Thoughts @ Large: 68

• You know you are watching a bad movie when… the protagonist opens her eyes to find herself wandering through a bizarre and disorienting landscape, after which she proceeds to act out a violent subconscious wish, and then it is revealed that the scene was a dream.  Or was it!!

• “Let’s agree to disagree” is something said by those who won’t admit they are wrong and don’t want to be confronted with it.

• You know you are lucky when… you dip into this bowl of coleslaw your wife has made and you say to her, wow, this is delicious.  And you eat and eat until the bowl is clean.

And then there is more coleslaw the next day.  And you notice there is a lot more coleslaw in the refrigerator.  Looks like an eight- or nine-day supply of coleslaw.  And you say, I love coleslaw but maybe luck has its limits.

• For some mysterious reason, the maker of Kleenex doesn’t bother to advertise half the ways that its product is useful besides blowing your nose — such as capturing millipedes and stink bugs; degreasing the butter dish before it goes into the dishwasher; temporary blood-clotting aid for nuisance skin wounds; and wiping off the dipstick before you check your engine oil.  These uses all add value to your purchase of Kleenex.  That said, I think Kleenex engineers should work harder on the product’s usefulness as emergency paper.  Kleenex sucks as emergency paper — ink bleeds on it and the product rips apart with the slightest pen pressure.  Really, they could do a lot better.

• Until then, I have an idea for states like Kansas, Missouri and South Dakota — and all other ultra-conservative government-gutting tax-hating states — that you could save a lot of money by printing your election ballots on Kleenex this November.  Just a suggestion!  Think of all those hard-earned tax dollars saved — not to mention how your hard-working citizens could use those unreadable ballots to dry their tears after the election.

• You know you are getting old when… your notion of things lost overwhelms at times.

• Cities have limits; counties and states have lines; nations have borders.  These invisible markings have different names but serve the same function: to define areas where people within may make and enforce rules to their liking.  This penchant for those in power to draw imaginary lines and make self-serving rules can be seen in factories, stock exchanges, ladies’ neighborhood book clubs and police precincts, among countless other places.

• You know you are in a hospital when… things are done to you in a non-linear fashion with little or no explanation, followed by long stretches of inactivity, anxiety, uncertainty and discomfort accompanied by sleep-killing background noise, and then a Doctor-God shows up and makes some pained and undecipherable pronouncements, after which you are hesitantly allowed to get dressed and leave, with less of a nod to your stay than when you check out of a Comfort Inn.

• The Confederate States lost their racist, craven war and surrendered to the United States 155 years ago.  It is possible that someone alive today once met a participant in that war.  Let’s say a 15-year-old boy was conscripted into the Confederate Army in 1865 and lived to be 100.  That Civil War vet may have told his stories to a great-grandson born in the 1930s. The great-grandson would be near 90 today.

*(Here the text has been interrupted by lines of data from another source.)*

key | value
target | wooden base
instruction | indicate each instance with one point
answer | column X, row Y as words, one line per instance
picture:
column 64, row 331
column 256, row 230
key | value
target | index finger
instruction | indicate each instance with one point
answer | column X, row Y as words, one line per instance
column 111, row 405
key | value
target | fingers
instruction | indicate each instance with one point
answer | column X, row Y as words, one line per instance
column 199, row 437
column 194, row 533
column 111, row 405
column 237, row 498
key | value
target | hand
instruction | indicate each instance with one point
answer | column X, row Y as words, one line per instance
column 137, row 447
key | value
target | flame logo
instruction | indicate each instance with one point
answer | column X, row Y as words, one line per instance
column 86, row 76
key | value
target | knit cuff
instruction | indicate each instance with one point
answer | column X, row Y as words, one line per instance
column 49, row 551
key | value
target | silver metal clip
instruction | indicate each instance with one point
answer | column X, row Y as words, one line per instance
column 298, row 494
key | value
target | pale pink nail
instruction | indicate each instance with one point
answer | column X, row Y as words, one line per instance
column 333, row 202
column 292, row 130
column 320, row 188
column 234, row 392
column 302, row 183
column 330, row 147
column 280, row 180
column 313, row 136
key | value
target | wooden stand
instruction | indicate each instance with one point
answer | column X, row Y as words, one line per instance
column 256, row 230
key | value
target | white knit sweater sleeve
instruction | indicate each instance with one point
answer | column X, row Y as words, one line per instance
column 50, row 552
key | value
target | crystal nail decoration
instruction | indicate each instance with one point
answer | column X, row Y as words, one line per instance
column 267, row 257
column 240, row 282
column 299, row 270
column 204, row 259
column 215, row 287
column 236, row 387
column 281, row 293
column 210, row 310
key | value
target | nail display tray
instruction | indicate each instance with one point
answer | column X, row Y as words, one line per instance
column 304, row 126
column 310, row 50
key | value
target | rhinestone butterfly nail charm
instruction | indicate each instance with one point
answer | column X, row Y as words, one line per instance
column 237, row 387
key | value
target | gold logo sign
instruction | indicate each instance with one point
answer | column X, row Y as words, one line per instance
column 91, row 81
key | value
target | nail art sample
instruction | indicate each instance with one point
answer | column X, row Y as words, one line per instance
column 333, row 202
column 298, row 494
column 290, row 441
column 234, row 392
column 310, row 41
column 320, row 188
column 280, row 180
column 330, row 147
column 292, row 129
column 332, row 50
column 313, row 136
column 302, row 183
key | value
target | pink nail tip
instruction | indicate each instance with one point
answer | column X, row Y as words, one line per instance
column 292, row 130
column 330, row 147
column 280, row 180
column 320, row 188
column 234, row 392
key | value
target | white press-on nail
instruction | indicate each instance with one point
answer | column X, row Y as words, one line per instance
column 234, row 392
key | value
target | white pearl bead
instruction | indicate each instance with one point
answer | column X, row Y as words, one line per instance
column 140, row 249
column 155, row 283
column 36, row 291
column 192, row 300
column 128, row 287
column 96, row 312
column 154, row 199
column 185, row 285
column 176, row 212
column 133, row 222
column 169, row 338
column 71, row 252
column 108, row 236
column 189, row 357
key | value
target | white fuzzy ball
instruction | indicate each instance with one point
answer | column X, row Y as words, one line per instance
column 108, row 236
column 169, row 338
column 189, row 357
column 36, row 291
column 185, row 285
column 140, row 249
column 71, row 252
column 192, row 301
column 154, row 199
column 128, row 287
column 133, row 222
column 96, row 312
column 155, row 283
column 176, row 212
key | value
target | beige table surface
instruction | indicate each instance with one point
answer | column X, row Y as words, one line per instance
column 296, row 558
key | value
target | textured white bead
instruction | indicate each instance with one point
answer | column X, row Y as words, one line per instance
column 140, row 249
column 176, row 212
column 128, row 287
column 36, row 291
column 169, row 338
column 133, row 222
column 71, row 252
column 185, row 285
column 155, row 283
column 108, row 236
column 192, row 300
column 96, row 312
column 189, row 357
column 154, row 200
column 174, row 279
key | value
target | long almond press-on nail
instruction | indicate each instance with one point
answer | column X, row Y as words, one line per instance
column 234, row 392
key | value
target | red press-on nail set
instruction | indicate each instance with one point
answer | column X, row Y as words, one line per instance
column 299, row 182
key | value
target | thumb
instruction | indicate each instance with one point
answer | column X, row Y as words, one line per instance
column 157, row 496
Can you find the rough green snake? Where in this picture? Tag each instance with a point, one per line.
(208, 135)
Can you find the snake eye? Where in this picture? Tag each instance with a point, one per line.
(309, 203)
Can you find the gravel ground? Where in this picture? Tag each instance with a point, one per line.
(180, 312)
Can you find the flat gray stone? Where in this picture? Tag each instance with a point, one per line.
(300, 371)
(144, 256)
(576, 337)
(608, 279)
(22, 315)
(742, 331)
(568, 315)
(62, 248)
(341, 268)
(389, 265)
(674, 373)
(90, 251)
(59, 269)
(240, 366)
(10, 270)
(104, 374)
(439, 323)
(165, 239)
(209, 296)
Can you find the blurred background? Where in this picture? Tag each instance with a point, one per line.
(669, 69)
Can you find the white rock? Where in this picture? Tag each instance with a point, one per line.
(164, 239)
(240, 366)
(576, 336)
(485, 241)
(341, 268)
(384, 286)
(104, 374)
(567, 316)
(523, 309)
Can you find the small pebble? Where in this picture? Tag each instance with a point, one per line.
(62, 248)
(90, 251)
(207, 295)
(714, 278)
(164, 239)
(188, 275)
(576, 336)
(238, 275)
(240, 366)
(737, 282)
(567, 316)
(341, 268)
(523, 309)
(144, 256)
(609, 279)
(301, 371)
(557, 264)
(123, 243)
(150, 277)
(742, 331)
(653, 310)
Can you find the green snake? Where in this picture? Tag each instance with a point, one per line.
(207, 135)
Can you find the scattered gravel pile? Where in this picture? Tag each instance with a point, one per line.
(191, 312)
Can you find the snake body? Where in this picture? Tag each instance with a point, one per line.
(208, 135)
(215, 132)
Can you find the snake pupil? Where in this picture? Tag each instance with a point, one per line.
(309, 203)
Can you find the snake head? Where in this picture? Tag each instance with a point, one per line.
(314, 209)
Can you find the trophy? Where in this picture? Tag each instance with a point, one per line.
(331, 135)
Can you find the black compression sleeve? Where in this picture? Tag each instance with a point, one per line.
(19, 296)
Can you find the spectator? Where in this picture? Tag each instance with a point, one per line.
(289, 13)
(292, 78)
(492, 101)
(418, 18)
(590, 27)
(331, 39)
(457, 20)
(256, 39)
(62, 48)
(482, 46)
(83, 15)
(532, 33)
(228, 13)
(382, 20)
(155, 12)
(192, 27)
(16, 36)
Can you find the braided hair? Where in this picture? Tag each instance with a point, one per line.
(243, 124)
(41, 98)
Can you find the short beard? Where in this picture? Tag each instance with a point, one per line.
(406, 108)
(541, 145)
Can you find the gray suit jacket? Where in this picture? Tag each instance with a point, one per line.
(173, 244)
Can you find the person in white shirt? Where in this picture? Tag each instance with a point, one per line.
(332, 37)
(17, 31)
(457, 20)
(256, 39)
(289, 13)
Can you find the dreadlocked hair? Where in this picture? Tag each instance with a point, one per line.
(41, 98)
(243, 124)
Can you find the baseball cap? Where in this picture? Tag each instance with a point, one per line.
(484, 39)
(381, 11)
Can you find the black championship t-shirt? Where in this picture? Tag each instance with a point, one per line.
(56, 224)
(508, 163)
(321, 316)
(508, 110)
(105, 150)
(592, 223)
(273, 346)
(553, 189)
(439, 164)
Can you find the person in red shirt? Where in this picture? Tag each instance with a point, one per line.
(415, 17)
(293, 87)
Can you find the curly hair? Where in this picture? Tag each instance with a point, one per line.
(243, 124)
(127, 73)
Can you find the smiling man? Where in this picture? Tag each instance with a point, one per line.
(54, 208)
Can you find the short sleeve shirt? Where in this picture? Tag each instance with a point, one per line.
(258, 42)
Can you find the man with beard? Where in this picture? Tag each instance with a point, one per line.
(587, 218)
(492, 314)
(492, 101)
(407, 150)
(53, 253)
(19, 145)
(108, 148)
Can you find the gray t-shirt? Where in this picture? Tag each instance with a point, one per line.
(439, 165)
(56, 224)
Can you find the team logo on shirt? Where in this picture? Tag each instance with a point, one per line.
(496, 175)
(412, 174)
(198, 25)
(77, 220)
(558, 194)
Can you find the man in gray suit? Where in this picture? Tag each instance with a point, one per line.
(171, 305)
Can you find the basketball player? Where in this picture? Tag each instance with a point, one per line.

However — current support for Confederate symbols, statues and tenets is being voiced by young and middle-aged people, not 90-year-olds.  Evidence enough that, unlike love, hate is a story taught to younger generations unfamiliar with the events.

• Not incidentally, I support the removal of any statue or monument in the U.S. honoring persons who were “heroes” of the Confederacy or who supported slavery.  So, given that George Washington was a slave-holder, what do we do with the Washington Monument?  Here is my idea: paint the monument black for 77 years, representing the time from when our Constitution was ratified (with its abhorrent three-fifths-of-a-person language) to the time when its 13th Amendment, abolishing slavery, was ratified.  That could serve as a symbolic first paragraph of any reparations act.

• On a mildly positive note, NASCAR has announced that Confederate flags will be banned from the grounds of its future events.  But take heart, Southern Men:  you can still cheer the wanton burning of fossil fuels in car engines… there will just be a less-racist exhaust.

Read 4 comments below | Read other posts in Thoughts @ Large

4 responses to Thoughts @ Large: 68

  1. Judi says:

    Like especially the Kleenex clip and it’s proposed fall use! Lol

  2. Sue Collins says:

    At least it was not the lentil salad that you and the kids would remember forever. It was awful and I swore that I would never again make a NYT’s recipe, but since I have made many–I also read the recipe reviews! XO

  3. Rick says:

    That NASCAR guy that wants to bring his confederate flag says it’s his right as a citizen. Of course he thinks Colin Kaepernick does not have the right to kneel to express himself.

  4. Gavin Larsen says:

    If only we could drape the Nascar raceways in black for the next 77 years– or eternity– and spare our poor ailing and abused planet even more damage than what we already have inflicted upon it.
    Thanks, as always, for your thoughts at large, Craig!